Eu estava começando a pensar que era exclusivo da esquerda identitária o costume de interpretar uma mensagem da pior forma possível, acusar o autor de crimes monstruosos e competir para ver quem se mostra mais indignado.
A histeria contra o filme "Como Se Tornar o Pior Aluno da Escola" revelou que a direita também se comporta assim.
Figurões reacionários acusaram o filme de Danilo Gentili de fazer apologia à pedofilia. Tudo por causa de uma curta passagem em que um personagem, interpretado por Fábio Porchat, pede para os protagonistas o masturbarem.
Na verdade, como Danilo Gentili explicou em entrevistas desta semana, o filme vilaniza a pedofilia. O personagem de Porchat é mal visto na história; os protagonistas fogem dele enojados.
O chilique contra o filme exibiu as mesmas fases dos cancelamentos da esquerda. Teve um denunciador: um deputado estadual cearense que tirou a cena do contexto, cortou partes que contrariavam sua narrativa e inflamou seguidores.
Teve celebridades e políticos que aderiram à fúria sem acrescentar nada ao debate (fenômeno conhecido por "acumulação"). O ministro da Justiça enxergou "detalhes asquerosos" no filme e determinou "medidas cabíveis". "Até quando a família brasileira vai admitir isso?", perguntou Eduardo Bolsonaro.
E teve também a fase da radicalização, quando os indignados pedem punições cada vez mais severas aos autores da suposta transgressão moral. O Ministério da Justiça acabou mandando as plataformas retirarem o filme do catálogo; o secretário nacional de Cultura acusou até mesmo a Netflix de pedofilia.

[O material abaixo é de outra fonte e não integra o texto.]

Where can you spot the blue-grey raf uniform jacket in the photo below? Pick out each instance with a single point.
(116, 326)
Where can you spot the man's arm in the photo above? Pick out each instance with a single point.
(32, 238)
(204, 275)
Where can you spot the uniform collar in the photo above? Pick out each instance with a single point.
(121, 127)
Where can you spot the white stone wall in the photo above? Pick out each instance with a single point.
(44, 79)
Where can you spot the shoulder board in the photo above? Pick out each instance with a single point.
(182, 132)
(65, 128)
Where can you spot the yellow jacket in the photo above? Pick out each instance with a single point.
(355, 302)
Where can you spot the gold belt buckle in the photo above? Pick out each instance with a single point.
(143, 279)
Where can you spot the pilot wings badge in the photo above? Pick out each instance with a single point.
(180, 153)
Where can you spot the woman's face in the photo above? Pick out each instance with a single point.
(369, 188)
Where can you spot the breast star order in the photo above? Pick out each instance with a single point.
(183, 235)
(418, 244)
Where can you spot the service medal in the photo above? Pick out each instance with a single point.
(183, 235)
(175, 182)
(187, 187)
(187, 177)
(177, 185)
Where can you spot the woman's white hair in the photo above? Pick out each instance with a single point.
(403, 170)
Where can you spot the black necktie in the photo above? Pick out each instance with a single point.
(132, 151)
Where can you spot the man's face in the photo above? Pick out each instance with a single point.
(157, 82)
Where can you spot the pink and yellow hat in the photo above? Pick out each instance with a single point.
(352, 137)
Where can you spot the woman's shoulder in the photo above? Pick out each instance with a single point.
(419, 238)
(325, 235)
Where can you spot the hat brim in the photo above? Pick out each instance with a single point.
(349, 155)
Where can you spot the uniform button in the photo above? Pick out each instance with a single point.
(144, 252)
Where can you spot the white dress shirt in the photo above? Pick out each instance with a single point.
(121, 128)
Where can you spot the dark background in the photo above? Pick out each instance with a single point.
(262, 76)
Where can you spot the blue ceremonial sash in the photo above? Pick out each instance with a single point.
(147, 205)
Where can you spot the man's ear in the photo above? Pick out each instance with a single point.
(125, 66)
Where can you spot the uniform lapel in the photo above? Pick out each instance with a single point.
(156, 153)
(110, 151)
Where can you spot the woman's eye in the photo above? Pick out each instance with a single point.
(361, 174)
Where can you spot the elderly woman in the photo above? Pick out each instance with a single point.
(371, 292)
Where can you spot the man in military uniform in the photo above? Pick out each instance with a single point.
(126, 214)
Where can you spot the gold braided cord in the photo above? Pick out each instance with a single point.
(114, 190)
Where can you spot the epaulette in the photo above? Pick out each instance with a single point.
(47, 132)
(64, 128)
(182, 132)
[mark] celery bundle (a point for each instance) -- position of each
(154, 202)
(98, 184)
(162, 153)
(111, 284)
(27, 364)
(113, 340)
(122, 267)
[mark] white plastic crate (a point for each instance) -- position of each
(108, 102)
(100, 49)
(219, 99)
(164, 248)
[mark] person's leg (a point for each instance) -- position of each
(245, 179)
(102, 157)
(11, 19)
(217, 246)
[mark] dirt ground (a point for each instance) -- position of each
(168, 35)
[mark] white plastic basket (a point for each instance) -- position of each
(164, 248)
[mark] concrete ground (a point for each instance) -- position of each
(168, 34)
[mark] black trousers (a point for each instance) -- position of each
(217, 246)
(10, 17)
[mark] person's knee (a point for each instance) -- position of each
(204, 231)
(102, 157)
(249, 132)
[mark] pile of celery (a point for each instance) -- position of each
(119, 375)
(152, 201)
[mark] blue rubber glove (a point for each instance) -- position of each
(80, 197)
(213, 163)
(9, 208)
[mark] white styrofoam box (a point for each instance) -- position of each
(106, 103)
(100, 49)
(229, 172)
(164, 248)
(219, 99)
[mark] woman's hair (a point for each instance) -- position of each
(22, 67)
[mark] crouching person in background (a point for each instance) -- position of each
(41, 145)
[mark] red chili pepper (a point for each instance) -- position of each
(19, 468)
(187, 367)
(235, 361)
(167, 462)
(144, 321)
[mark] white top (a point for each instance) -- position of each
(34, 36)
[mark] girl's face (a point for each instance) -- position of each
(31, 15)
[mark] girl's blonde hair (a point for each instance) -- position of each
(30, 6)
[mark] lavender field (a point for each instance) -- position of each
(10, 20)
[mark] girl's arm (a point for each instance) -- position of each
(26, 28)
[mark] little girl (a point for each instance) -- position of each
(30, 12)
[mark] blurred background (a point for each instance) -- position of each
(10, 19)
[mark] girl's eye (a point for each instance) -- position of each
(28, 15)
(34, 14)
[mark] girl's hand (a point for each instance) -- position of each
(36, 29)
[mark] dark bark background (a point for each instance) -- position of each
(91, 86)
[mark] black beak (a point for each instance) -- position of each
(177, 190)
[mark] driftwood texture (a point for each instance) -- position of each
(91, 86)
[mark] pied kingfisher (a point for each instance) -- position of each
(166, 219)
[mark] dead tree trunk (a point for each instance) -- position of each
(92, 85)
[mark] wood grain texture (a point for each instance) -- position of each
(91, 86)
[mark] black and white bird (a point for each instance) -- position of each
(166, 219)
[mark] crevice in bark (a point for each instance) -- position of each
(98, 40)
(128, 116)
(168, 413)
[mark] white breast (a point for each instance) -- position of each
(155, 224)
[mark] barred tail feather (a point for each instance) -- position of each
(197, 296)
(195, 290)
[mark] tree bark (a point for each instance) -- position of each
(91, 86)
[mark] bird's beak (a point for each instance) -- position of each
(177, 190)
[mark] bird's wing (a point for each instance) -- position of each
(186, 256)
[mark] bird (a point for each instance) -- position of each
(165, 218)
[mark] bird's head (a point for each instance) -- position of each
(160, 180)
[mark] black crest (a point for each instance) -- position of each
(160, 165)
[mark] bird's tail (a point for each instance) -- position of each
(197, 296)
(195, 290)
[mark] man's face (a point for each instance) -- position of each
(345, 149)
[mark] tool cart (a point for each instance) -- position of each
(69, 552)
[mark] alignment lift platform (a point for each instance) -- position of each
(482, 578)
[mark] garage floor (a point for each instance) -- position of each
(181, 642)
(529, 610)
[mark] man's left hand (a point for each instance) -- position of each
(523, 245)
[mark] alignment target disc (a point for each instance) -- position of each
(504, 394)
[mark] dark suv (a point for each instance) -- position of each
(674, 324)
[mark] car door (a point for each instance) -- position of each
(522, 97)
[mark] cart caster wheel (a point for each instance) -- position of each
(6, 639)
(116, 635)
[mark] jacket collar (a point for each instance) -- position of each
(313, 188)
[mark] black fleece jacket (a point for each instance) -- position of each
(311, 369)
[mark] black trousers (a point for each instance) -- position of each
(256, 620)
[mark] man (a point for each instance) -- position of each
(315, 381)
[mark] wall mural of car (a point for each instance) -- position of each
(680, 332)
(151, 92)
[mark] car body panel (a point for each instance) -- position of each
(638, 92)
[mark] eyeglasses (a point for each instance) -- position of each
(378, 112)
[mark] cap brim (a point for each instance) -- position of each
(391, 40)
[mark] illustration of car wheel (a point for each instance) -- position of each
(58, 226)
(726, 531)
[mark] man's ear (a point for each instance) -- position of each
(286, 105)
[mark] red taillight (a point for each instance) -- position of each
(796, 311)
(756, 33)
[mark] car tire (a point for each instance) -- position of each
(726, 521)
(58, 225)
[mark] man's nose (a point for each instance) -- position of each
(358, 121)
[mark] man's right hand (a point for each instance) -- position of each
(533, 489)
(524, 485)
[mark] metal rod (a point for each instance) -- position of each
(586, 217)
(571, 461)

Ninguém é obrigado a gostar do filme e todos têm direito de achar que a classificação etária está errada. Mas essa crítica deve se dirigir ao Ministério da Justiça, que classificou o filme como adequado a maiores de 14 anos, e não a atores ou diretores.

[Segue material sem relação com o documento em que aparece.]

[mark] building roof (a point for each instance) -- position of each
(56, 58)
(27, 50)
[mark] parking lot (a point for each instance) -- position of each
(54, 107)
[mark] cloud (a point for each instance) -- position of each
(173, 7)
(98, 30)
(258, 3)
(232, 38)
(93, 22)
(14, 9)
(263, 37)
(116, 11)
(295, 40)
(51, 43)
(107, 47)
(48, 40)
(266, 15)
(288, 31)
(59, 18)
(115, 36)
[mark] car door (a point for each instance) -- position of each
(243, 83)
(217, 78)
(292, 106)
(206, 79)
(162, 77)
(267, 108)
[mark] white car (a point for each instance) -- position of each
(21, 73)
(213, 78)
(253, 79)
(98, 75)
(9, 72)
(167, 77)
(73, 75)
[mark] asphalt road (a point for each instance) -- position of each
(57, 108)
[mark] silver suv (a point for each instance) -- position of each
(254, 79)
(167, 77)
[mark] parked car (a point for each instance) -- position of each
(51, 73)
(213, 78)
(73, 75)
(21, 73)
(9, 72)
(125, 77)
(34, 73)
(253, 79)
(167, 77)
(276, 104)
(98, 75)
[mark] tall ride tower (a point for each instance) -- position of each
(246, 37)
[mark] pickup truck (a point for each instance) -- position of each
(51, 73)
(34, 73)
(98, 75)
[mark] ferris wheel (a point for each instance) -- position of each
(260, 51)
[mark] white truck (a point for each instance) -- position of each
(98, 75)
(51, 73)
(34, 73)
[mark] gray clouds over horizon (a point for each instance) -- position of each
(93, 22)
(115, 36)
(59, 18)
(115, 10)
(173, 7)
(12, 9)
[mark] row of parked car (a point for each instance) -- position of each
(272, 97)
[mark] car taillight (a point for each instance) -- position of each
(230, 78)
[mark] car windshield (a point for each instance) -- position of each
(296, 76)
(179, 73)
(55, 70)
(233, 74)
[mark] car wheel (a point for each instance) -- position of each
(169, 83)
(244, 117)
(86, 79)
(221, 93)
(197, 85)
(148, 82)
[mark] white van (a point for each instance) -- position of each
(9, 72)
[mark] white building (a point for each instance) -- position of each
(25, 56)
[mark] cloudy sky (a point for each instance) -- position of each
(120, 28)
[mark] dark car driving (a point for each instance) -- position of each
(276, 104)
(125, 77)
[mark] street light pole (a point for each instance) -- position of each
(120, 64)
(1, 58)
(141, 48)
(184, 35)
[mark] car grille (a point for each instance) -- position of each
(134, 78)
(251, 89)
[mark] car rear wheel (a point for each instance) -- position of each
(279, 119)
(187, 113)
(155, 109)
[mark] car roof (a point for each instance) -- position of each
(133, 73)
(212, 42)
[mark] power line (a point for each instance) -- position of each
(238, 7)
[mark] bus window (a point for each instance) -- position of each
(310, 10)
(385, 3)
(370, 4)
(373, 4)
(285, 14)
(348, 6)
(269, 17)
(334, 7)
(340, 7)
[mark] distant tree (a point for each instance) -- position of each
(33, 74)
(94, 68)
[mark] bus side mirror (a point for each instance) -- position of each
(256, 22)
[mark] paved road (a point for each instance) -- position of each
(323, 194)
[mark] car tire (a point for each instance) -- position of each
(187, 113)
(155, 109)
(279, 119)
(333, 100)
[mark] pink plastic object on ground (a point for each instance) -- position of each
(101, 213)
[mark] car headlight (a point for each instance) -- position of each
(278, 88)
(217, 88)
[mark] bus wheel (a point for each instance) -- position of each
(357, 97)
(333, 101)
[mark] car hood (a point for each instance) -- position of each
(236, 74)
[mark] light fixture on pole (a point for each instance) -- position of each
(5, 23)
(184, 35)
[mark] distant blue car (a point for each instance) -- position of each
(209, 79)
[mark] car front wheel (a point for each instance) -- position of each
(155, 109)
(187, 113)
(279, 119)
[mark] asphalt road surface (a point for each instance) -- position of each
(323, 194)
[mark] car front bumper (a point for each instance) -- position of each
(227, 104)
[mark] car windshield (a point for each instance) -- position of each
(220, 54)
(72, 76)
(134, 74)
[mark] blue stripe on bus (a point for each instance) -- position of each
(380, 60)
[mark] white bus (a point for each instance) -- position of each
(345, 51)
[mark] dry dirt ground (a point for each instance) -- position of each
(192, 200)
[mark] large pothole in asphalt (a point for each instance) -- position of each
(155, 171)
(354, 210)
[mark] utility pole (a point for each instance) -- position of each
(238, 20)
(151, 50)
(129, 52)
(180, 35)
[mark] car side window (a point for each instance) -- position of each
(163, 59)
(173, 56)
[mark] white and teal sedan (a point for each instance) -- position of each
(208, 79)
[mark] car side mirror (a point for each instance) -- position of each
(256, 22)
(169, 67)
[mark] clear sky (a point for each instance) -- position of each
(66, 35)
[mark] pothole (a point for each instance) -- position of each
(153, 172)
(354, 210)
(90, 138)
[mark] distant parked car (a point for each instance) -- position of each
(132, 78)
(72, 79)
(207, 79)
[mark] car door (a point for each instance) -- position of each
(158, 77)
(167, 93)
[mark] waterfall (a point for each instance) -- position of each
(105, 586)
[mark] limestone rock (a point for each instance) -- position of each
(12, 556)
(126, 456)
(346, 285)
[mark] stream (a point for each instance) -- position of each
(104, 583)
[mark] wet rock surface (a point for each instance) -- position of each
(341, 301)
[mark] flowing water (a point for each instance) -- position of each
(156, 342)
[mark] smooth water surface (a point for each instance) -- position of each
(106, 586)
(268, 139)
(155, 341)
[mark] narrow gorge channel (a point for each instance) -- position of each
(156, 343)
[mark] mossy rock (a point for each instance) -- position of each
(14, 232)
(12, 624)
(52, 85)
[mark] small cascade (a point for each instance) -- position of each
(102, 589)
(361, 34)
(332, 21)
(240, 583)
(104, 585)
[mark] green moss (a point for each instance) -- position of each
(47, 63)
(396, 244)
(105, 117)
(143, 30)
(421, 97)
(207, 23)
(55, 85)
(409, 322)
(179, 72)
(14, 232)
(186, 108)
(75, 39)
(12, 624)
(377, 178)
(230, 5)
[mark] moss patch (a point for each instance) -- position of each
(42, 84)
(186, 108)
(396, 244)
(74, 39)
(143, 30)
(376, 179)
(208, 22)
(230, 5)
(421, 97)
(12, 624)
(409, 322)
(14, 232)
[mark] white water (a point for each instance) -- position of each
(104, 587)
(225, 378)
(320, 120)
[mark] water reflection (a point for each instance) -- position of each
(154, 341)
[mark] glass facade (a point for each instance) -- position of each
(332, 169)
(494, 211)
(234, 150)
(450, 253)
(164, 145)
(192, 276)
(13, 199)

Mas o equívoco mais rudimentar dos críticos foi não entender que a fala de um personagem não reflete a opinião do autor ou do roteirista. Se fosse assim, teríamos que interditar todos personagens do mal —e criar vilões isentos de preconceito ou maldade, que não teriam a menor graça.
Também há, aqui, correspondentes nos cancelamentos da esquerda. No ano passado, ativistas acusaram a versão americana de The Office de incentivar práticas preconceituosas por causa da conduta de Michael Scott, o protagonista da série.
No episódio "Diversity Day", da primeira temporada, Michael não consegue segurar seus preconceitos contra negros e hispânicos justamente no "dia de diversidade e inclusão" promovido por sua empresa.
Tratava-se, é claro, de uma sátira a esse tipo de comportamento constrangedor. Apesar disso, em agosto, o canal Comedy Central deixou de fora o episódio da maratona dominical de The Office nos Estados Unidos.